3 Describing Data with Tables and Graphs

3.1 Organizing Categorical Data

“The greatest value of a picture is when it forces us to notice what we never expected to see.” – John Tukey

Guiding question: Which graphs work best for categorical data?

When you collect data that fall into groups—like preferred streaming service, political affiliation, or type of pet—the first step is to count how many observations fall into each category. Those counts form the backbone of both tables and graphs for categorical data. In this section we’ll learn how to build simple frequency tables, translate them into proportions or percentages, and organize two categorical variables together in a two‑way table. Along the way we’ll see when different visual summaries make sense and preview bar and pie charts (covered in detail in Section 3.2).

Frequency and relative frequency tables

A frequency table lists the possible values of a categorical variable and the number of times each value occurs. It’s one of the simplest ways to summarize data, but it packs a punch. Such tables usually have two columns: one for the categories and one for their counts. Creating one involves listing the distinct categories and tallying how many observations fall into each category.

Sometimes absolute counts aren’t enough—especially when comparing samples of different sizes. A relative frequency expresses each category’s count as a proportion of the total. When we add a column of proportions (or percentages) to a frequency table we get a relative frequency table. To compute the relative frequencies, divide each count by the total number of observations. Relative frequencies always add up to 1 (or 100% when expressed as percentages), which makes them handy for comparing distributions across different sample sizes.

An example: common symptoms in a clinic

Imagine you survey 30 patients at a local clinic about the primary symptom that brought them in. You record four categories: “Headache,” “Back pain,” “Fatigue,” and “Nausea.” We can organize the responses in a simple table of counts and proportions. Below we simulate such a survey and display the results.

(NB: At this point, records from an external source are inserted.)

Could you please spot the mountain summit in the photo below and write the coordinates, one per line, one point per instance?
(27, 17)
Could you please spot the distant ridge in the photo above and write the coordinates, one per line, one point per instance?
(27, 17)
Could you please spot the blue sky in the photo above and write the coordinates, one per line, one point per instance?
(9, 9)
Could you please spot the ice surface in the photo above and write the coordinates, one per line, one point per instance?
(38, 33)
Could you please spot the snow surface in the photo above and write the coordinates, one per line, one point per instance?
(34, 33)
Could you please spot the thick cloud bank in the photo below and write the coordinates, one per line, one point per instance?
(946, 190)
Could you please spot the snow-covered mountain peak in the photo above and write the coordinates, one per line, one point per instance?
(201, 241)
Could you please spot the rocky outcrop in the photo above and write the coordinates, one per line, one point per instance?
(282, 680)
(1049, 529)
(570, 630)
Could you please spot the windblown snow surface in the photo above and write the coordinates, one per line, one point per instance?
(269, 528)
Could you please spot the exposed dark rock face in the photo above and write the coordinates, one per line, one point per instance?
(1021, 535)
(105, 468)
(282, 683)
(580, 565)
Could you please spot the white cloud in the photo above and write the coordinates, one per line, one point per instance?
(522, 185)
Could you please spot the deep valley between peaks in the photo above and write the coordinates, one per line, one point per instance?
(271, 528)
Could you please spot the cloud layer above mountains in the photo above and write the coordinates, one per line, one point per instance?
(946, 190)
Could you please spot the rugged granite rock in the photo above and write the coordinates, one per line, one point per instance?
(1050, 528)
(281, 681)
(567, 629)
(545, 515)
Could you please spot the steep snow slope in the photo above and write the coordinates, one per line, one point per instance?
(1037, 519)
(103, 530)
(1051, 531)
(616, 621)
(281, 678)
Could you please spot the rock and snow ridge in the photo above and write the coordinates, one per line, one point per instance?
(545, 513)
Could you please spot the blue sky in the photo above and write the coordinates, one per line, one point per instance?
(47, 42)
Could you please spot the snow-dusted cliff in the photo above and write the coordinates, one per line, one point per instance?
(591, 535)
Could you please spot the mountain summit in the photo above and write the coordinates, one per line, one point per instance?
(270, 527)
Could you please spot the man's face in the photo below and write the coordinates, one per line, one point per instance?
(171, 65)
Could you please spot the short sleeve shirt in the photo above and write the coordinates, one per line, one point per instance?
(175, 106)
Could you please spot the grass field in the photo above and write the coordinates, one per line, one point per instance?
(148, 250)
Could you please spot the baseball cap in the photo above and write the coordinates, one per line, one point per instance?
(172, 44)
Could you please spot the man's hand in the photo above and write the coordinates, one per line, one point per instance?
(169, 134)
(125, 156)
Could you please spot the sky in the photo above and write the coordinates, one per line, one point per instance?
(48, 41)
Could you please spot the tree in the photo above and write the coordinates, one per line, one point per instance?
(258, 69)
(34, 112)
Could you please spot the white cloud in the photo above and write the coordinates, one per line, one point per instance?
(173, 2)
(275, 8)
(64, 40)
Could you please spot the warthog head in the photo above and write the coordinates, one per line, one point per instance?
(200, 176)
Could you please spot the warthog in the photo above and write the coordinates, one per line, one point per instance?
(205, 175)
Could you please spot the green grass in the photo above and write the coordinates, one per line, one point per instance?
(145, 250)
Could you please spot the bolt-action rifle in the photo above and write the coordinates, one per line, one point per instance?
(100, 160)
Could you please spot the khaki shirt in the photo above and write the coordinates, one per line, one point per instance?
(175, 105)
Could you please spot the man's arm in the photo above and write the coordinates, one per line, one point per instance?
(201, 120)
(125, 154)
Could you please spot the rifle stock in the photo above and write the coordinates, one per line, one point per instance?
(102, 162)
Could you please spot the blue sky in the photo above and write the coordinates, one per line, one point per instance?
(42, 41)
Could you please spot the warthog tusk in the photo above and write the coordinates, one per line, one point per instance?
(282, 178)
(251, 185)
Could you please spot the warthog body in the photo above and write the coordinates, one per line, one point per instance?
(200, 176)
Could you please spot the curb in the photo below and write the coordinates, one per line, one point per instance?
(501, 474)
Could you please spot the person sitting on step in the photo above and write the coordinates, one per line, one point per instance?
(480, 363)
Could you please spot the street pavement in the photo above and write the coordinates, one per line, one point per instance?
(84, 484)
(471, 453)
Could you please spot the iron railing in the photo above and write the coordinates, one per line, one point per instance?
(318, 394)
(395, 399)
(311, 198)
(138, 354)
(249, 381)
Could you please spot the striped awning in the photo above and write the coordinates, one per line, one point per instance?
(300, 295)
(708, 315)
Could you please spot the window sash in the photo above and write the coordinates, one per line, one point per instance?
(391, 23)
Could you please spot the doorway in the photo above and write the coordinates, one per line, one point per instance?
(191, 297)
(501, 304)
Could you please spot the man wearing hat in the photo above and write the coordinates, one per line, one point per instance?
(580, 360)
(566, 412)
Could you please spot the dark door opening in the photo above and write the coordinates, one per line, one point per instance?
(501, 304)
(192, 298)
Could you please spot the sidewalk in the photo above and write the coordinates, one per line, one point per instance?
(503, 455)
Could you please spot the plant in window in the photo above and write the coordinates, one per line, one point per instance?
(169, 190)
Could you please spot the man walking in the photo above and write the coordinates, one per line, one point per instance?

response	frequency	relative_frequency
Back pain	9	0.3000000
Fatigue	9	0.3000000
Headache	8	0.2666667
Nausea	4	0.1333333

The table lists the four categories in alphabetical order with their counts and relative frequencies. For instance, if 8 of the 30 patients reported “Headache,” the relative frequency of “Headache” is \(8/30 \approx 0.27\). The accompanying bar chart gives a visual sense of the same information: each bar’s height corresponds to a category’s frequency, and the bars are separated to emphasize that the categories have no inherent order. In practice you might reorder the bars to make the graph easier to read—perhaps putting the largest category first.

Pareto charts

Sometimes you want to highlight the few categories that account for most of the observations. A Pareto chart is a bar chart arranged in descending order of frequency and often paired with a cumulative percentage line. It helps you identify the “vital few and trivial many” in quality control and business applications. Pareto charts are useful when there are many categories and you want to focus attention on the most common causes or responses.

Tip:

In JMP Pro 17 you can create a frequency table by selecting Analyze → Distribution, assigning your categorical variable to the X role, and examining the resulting counts. To add relative frequencies, use the red triangle menu (▸) to choose Display Options → Show Percent. JMP’s Graph Builder will automatically construct a bar chart when you drag a categorical variable to the X‑axis and the count statistic to the Y‑axis.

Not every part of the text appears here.